"I have the audacity to believe that peoples everywhere can have three meals a day for their bodies, education and culture for their minds, and dignity, equality, and freedom for their spirits."
–from the Reverend Martin Luther King, Jr.'s
Nobel Prize acceptance speech in 1964
The Martin Luther King, Jr. National Memorial was designed to evoke a symbolic journey through struggle into hope. To enter the memorial, visitors must pass through a 30-foot boulder, inscribed with the famous words from King's iconic 1963 "I Have a Dream" speech: "Out of the mountain of despair, a stone of hope." Just beyond the entrance, one wedge of rock distinctly emerges from the boulder—the "Stone of Hope" that stands at the centerpiece of the memorial—a contemplative depiction of King overlooking the Tidal Basin.
Visitors who pass through the "Mountain of Despair" can also view the 450-foot crescent-shaped granite wall that surrounds the central motif, inscribed with quotations by King representing themes of justice, democracy, hope, and love. The quotations span King's career, from his rise to prominence during the 1955 bus boycotts in Montgomery, Alabama, to his last sermon at the National Cathedral in Washington, D.C., in 1968, just four days before his assassination.

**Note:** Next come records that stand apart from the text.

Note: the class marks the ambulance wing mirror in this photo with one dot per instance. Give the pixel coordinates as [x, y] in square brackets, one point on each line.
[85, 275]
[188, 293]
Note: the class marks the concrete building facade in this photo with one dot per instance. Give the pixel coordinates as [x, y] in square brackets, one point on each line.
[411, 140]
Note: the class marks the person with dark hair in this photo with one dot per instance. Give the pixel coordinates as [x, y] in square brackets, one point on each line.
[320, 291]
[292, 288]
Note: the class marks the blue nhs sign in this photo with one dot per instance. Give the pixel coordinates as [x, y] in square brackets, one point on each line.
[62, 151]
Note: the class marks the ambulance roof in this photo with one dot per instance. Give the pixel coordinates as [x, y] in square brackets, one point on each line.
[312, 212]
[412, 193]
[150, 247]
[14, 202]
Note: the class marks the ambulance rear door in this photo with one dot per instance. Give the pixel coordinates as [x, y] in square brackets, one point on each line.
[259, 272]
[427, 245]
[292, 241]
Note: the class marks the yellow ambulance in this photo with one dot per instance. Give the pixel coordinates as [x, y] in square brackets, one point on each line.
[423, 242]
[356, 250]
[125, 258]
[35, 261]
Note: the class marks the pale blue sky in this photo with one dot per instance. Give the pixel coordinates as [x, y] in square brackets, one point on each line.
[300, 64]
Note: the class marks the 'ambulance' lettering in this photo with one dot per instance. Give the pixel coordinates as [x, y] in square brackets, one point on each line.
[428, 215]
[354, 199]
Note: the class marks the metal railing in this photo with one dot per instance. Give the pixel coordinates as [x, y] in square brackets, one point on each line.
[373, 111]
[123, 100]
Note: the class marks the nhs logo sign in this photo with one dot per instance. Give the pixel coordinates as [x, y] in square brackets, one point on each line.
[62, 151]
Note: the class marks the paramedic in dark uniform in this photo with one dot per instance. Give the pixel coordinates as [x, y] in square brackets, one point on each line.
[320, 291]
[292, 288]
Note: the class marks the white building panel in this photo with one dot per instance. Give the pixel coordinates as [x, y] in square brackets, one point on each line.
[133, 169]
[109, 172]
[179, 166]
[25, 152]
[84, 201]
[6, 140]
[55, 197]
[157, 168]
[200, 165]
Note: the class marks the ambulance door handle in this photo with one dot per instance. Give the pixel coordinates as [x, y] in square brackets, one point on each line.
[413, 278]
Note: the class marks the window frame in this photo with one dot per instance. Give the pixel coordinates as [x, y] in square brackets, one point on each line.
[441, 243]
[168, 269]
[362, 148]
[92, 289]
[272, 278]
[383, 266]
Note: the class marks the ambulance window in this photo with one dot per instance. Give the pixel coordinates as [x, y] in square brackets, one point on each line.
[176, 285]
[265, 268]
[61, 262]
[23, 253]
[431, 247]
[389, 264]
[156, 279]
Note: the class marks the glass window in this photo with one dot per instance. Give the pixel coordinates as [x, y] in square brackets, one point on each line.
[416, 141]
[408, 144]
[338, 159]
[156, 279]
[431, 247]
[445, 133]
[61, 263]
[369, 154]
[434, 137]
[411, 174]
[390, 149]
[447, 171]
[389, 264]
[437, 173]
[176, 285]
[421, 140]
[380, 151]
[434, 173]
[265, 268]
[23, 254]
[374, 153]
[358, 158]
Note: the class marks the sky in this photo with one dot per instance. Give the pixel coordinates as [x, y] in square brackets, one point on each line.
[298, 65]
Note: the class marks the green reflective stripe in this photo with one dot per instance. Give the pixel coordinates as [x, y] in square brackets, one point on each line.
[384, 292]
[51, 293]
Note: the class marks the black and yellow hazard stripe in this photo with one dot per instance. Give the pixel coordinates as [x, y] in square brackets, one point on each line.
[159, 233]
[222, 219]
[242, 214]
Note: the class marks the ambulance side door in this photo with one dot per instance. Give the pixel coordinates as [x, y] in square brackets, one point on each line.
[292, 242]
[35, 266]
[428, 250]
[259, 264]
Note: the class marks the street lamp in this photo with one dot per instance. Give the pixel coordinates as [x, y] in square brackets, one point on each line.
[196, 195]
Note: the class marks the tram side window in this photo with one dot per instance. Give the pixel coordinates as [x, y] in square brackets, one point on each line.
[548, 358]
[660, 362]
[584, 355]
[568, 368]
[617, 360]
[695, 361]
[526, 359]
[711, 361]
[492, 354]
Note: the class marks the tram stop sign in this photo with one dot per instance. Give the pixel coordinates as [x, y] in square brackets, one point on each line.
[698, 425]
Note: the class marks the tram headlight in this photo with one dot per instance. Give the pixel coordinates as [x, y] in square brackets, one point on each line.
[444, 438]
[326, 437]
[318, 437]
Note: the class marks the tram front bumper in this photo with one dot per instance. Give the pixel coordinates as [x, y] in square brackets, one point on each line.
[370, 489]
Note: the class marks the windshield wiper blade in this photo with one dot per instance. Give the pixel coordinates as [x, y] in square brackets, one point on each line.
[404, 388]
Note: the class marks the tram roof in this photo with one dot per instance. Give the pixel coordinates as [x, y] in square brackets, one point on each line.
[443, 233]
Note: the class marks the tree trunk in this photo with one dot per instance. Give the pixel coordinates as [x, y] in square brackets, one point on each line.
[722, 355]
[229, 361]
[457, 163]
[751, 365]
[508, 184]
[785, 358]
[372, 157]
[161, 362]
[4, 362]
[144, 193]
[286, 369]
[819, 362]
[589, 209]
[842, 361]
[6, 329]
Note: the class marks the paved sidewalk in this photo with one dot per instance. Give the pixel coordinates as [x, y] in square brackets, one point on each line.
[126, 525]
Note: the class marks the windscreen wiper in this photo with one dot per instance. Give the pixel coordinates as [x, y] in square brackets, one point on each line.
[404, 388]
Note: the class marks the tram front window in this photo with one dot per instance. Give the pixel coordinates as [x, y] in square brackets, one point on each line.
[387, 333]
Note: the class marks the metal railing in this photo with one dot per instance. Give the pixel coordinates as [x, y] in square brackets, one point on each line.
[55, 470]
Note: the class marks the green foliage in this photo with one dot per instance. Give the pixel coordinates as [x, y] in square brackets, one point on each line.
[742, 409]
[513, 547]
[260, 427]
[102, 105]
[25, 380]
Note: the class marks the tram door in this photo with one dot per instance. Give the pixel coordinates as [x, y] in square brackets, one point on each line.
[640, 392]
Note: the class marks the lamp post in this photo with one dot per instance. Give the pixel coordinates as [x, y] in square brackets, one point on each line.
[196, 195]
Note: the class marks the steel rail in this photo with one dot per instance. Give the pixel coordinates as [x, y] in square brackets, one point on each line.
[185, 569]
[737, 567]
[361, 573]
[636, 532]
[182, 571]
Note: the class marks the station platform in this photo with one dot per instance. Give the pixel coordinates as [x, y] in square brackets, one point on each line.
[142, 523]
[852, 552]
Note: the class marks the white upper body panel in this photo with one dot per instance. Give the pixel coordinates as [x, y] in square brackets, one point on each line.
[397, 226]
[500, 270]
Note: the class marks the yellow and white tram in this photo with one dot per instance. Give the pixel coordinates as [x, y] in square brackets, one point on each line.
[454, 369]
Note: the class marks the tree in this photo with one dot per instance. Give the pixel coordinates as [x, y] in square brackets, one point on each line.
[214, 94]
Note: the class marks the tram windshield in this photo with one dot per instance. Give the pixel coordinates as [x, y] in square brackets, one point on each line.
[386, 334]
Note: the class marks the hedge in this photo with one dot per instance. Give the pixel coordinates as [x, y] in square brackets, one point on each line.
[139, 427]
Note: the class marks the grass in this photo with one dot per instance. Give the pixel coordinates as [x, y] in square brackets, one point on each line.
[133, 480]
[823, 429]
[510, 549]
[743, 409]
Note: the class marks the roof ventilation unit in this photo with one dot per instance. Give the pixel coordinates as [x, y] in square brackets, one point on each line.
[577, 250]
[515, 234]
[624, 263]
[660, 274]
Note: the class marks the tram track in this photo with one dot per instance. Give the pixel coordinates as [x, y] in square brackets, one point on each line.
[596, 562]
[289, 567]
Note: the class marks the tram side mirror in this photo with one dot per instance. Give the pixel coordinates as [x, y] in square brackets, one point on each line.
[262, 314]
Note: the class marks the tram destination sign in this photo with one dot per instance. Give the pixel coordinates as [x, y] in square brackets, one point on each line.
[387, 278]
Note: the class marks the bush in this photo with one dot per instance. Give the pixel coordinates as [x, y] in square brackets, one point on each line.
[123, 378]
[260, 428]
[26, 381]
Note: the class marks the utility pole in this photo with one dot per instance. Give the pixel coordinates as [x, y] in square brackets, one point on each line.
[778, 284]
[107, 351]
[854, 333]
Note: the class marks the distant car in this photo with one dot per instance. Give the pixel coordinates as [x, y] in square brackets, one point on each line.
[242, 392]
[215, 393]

The quotes are not displayed in chronological order, however, so that visitors may start reading at any point without following a predetermined path.
The memorial includes 182 cherry trees, complementing the famous collection of trees given as a gift from Japan as a symbol of peace and unity in 1912. Each year, thousands of tourists flock to the National Mall to see these cherry blossoms at their peak; the blooms coincide with the anniversary of King’s assassination on April 4, 1968.
This 2011 tribute to King's legacy is the first major memorial on the National Mall to honor an African American and a leader who was not an American president.